ーー何故なら私は王子様に嫌われたのだから

「まぁだからという訳ではないのだが……」
「……ん?」
「樋口さん、君にとってのハッピーエンドを
迎えて欲しいんだ」
「……なんで?」
「だってまだ完全に終わってはないでしょ?」
「……もう終わった……」
「でも、不思議だと思わない?」
「何が……?」
「普通嫌いな人間を助けるかな?」
「……それは広樹が……優しいから」
(だって広樹は優しいから。

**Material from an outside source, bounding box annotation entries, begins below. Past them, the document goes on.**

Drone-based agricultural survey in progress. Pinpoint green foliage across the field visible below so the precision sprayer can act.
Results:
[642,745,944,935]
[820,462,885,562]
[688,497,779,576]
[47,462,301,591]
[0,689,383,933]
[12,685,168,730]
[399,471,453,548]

その優しさに甘えて
今までいたんだよ、私は)
「普通どんなお人好しでも嫌いな人間を助けないよ。
彼にとって君が大切だったからじゃないの?」
「……そう、かな?」
「僕はそう思うよ?まぁ彼と君の関係を詳しくは
知らないから、何とも言えないけどさ」
「……」
「と、話をしていたらお昼の時間だ」
そう言われスマホの時間を見てみると正午を指していた。
「お昼……」
「まっ、難しい事を考える前にお腹を満たそうか?」
「……買ってきて……もしくは……作って……」
「はいはい、そんな感じしてましたよ」
と国木田はお昼の準備をし始めた。
(広樹にとって私って……何だったのかな……?)
その考えが頭の中でぐるぐると回っていた。